Potter Mimi Stadler of Hillside, who helped launch the idea last year together with painter Nancy Asher, said enlisting the artists was no problem.

“There was a wonderful response,” she said. “This is a way of doing a great thing for a noble cause, and everyone is very committed to helping the community.”

The organizers said they decided to have a broader mix of work this time, with a somewhat lower range of prices. Seven of the 18 artists involved last year have signed up again, joined by about another 15 individuals, and a group of knitters. Their work varies from painting, graphics, and photography to Judaica, jewelry, pottery, textiles, and handmade kosher chocolate.

Painter and beader Phyllis Bernstein-Kuchner of Westfield, who works with a group of artists at Union County College, is one of the new exhibitors. “Artists like people to see their work, and this way we could do it for the food pantry,” she said. She will show both her pictures and her jewelry.

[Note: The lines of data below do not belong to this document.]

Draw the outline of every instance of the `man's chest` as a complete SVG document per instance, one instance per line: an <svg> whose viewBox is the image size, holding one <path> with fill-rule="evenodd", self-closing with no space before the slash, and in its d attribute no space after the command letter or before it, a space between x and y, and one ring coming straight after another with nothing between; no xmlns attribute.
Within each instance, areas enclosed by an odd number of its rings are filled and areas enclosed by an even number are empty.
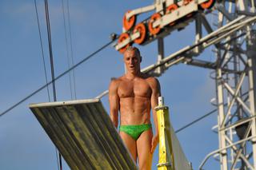
<svg viewBox="0 0 256 170"><path fill-rule="evenodd" d="M146 81L124 81L119 84L118 93L119 97L150 97L151 88Z"/></svg>

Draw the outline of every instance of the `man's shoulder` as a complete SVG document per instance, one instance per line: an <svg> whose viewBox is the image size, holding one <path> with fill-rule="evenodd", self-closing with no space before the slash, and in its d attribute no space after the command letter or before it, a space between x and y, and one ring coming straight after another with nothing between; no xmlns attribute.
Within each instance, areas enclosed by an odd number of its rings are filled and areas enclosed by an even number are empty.
<svg viewBox="0 0 256 170"><path fill-rule="evenodd" d="M154 77L151 77L151 76L148 76L146 80L150 83L150 84L158 84L159 83L158 80Z"/></svg>
<svg viewBox="0 0 256 170"><path fill-rule="evenodd" d="M111 78L111 82L110 86L118 86L122 80L122 77Z"/></svg>

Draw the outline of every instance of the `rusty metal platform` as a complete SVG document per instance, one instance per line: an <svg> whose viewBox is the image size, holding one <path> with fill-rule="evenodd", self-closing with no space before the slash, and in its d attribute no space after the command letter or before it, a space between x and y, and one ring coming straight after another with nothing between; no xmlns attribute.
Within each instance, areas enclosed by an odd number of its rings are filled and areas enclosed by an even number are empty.
<svg viewBox="0 0 256 170"><path fill-rule="evenodd" d="M30 109L71 169L137 169L99 99Z"/></svg>

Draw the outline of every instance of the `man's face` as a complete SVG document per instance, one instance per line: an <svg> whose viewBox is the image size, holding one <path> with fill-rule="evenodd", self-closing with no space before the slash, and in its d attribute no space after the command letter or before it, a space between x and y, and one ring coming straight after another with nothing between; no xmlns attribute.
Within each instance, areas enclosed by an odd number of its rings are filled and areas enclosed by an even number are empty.
<svg viewBox="0 0 256 170"><path fill-rule="evenodd" d="M126 64L127 72L136 73L140 70L140 56L135 50L126 51L123 60Z"/></svg>

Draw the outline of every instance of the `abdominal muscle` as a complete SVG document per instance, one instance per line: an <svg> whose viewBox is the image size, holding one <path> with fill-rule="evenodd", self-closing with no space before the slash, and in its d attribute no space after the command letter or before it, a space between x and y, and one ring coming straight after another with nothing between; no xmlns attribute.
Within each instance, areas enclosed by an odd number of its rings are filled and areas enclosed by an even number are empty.
<svg viewBox="0 0 256 170"><path fill-rule="evenodd" d="M143 97L120 98L121 125L150 124L150 99Z"/></svg>

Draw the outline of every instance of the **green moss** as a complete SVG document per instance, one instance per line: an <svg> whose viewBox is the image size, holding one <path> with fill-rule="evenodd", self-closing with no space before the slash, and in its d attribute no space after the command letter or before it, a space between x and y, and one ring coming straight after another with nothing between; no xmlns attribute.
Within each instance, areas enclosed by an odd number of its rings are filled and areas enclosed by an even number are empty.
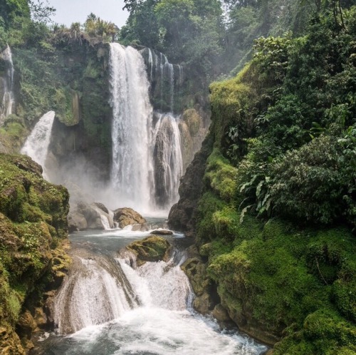
<svg viewBox="0 0 356 355"><path fill-rule="evenodd" d="M168 257L169 243L163 237L157 235L147 237L127 245L126 248L137 256L137 262L157 262Z"/></svg>
<svg viewBox="0 0 356 355"><path fill-rule="evenodd" d="M207 160L204 181L212 190L226 202L231 202L236 195L237 169L214 148Z"/></svg>
<svg viewBox="0 0 356 355"><path fill-rule="evenodd" d="M225 204L212 192L205 192L199 200L197 225L197 240L199 244L212 240L216 237L212 217L216 210Z"/></svg>

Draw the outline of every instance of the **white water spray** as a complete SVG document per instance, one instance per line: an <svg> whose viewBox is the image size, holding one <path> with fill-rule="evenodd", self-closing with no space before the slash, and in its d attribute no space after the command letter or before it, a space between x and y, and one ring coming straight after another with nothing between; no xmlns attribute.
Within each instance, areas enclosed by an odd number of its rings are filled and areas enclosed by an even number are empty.
<svg viewBox="0 0 356 355"><path fill-rule="evenodd" d="M51 142L51 133L55 115L54 111L49 111L38 120L21 150L21 154L28 155L42 166L45 178L48 178L46 159Z"/></svg>
<svg viewBox="0 0 356 355"><path fill-rule="evenodd" d="M9 46L0 53L0 57L7 63L6 76L1 78L4 91L0 106L0 125L1 125L5 118L12 113L15 102L14 97L14 63L11 50Z"/></svg>
<svg viewBox="0 0 356 355"><path fill-rule="evenodd" d="M159 114L154 134L155 192L159 206L169 208L179 198L179 179L183 174L178 118Z"/></svg>
<svg viewBox="0 0 356 355"><path fill-rule="evenodd" d="M120 204L151 206L152 108L142 56L132 47L110 44L112 107L111 181Z"/></svg>

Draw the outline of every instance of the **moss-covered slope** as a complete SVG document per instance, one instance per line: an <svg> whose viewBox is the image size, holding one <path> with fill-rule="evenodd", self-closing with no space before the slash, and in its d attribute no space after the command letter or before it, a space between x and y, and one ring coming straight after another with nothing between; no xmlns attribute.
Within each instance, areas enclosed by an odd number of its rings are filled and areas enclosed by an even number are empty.
<svg viewBox="0 0 356 355"><path fill-rule="evenodd" d="M67 237L68 193L41 173L28 157L0 154L1 354L24 354L23 347L31 347L36 326L25 310L35 315L35 308L43 305L42 294L56 287L60 264L67 262L58 247Z"/></svg>
<svg viewBox="0 0 356 355"><path fill-rule="evenodd" d="M216 285L215 304L275 355L356 353L356 27L347 19L344 27L315 19L300 38L261 38L242 72L211 86L207 158L188 168L169 216L196 237L201 259L185 268L207 285L205 309L214 314ZM189 195L184 215L177 207Z"/></svg>

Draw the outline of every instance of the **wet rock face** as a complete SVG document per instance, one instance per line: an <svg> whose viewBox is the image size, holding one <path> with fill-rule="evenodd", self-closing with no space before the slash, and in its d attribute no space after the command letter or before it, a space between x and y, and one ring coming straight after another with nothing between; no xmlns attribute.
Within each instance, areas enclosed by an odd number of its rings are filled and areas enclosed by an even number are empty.
<svg viewBox="0 0 356 355"><path fill-rule="evenodd" d="M169 228L180 230L187 237L194 237L195 212L201 195L203 177L206 160L211 152L211 137L206 137L201 150L188 166L179 185L179 200L174 205L168 216Z"/></svg>
<svg viewBox="0 0 356 355"><path fill-rule="evenodd" d="M133 242L126 249L137 256L137 262L140 266L145 262L167 261L172 246L164 238L152 235Z"/></svg>
<svg viewBox="0 0 356 355"><path fill-rule="evenodd" d="M145 223L146 220L132 208L124 207L114 211L114 222L117 222L120 228L124 228L130 225Z"/></svg>

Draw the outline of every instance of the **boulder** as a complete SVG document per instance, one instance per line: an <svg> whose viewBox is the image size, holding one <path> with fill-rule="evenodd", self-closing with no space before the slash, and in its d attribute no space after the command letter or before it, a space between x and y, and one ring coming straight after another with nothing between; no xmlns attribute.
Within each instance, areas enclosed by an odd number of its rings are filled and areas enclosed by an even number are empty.
<svg viewBox="0 0 356 355"><path fill-rule="evenodd" d="M130 225L145 223L146 220L132 208L124 207L114 211L114 222L117 222L120 228L124 228Z"/></svg>
<svg viewBox="0 0 356 355"><path fill-rule="evenodd" d="M156 235L172 235L173 234L173 232L168 230L152 230L150 234Z"/></svg>
<svg viewBox="0 0 356 355"><path fill-rule="evenodd" d="M68 216L70 232L85 230L103 230L102 216L108 220L109 227L112 227L112 221L108 208L99 202L92 204L80 201L70 207Z"/></svg>
<svg viewBox="0 0 356 355"><path fill-rule="evenodd" d="M145 262L167 261L171 251L171 245L162 237L152 235L142 240L137 240L126 247L137 257L138 266Z"/></svg>
<svg viewBox="0 0 356 355"><path fill-rule="evenodd" d="M68 215L68 227L70 232L75 230L85 230L88 228L85 217L78 210L70 210Z"/></svg>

Jeweler Barbara Halberstadter of Linden, a JFS board member for 30 years, said she learned about the show too late last year to participate but immediately asked about taking part this year. She makes necklaces and earrings using a mixture of metals, with subtle hammered surfaces. “I love JFS. I don’t produce in large quantities, but I wanted to be part of this,” she said.

At a recent planning committee meeting, chocolatier Debrah Kivelevitz of Elizabeth earned sighs of delight when she passed around samples of her work. A psychotherapist by training, she turned her love of cooking into a business proposition after she and her family moved to Elizabeth from Chicago.

She said she cannot yet open a therapy practice because she’s still in the process of getting her New Jersey certification. “I enjoy doing anything culinary. I was having fun making chocolate, and people kept suggesting I sell it, so I thought, ‘Why not?’” She makes truffles in all kinds of flavors, all of them kosher, and — as her fellow artists suggested — definitely therapeutic.

Michael Sirotkin is the third-generation owner of L&M Art Gallery. His mother, Julia, is on the organizing committee for the second time.

They said the family has a long-running relationship with JFS. When Michael’s grandparents, Leo and Magda Pfeifer, and their children came to the United States from Hungary in the mid-1900s, JFS helped them get established.

“We are very grateful to JFS,” Michael said, “and it’s great to be able to help this way.”